The Minecraft phenomenon has been startling to observe. This massive, participatory experience came seemingly out of nowhere, created by a lone programmer, and even in its unfinished state, it has garnered more support form more gamers who have logged more play hours with it than most other online games combined. Not since Second Life has the game industry been so abuzz about such a seemingly simple, yet massively revolutionary creation. Unlike Second Life, however, Minecraft can actually be fun.
Minecraft is teaching us all over again that most people, if given a chance, will participate in an actively creative experience. Most people want to build and do, but lack the tools to start from scratch. Enter: Lego, Lincoln Logs, Play-Doh, finger paints, Erector Sets and now Minecraft. What are the limits of this new medium? I look forward to discovering.

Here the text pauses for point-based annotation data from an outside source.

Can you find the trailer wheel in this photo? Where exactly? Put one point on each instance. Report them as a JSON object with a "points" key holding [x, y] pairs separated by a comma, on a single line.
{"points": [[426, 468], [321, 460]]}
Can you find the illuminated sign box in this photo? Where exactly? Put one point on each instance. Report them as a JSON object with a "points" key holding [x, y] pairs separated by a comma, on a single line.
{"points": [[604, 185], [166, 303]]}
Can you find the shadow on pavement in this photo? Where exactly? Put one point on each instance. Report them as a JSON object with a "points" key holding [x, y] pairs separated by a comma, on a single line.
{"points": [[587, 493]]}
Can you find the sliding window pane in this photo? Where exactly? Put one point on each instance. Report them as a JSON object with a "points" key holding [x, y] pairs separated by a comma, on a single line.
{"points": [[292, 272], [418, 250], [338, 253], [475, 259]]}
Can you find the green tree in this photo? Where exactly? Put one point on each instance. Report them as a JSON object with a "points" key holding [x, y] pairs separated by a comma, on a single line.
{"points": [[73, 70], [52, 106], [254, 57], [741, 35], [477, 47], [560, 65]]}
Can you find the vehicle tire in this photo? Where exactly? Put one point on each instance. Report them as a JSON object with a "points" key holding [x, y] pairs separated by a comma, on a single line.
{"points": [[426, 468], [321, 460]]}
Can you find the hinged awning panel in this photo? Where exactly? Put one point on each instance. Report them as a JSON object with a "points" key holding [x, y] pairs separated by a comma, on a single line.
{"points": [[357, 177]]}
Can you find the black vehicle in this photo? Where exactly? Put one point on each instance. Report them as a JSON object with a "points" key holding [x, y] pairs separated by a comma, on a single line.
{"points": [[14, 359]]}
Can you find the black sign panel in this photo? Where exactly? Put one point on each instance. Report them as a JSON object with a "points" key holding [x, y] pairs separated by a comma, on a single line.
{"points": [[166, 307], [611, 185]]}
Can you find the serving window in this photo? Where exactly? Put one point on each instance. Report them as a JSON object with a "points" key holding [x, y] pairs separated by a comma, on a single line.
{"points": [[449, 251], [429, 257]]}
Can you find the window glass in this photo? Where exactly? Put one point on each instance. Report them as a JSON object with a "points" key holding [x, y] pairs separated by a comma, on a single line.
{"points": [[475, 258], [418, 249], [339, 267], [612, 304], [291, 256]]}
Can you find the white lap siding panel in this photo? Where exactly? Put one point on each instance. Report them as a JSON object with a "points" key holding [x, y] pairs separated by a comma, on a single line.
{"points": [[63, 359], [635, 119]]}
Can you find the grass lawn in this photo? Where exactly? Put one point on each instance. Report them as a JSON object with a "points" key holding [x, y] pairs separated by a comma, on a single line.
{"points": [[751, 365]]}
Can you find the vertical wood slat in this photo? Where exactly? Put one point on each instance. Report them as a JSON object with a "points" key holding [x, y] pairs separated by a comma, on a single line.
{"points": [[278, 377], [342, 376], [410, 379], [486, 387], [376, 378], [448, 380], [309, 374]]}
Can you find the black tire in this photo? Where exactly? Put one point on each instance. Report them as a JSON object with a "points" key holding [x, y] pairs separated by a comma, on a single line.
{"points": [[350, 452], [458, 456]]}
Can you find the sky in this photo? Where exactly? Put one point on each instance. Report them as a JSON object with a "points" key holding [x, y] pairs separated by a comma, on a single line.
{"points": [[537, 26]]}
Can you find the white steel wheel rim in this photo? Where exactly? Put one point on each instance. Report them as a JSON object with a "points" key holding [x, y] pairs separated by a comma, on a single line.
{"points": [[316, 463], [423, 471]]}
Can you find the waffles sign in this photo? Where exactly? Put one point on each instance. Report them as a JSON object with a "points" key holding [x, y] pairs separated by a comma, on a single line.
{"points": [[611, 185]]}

This week we dedicate our magazine to Minecraft. Brendan Sears explains how Lego's evolution made room for Minecraft, James Bishop identifies four distinct types of Minecraft players, Michael Fiegel describes the harrowing first 15 minutes of the game and our own John Funk tells the story of a group of players who're spending countless hours painstakingly recreating Oblivion's Imperial City in Minecraft. Enjoy.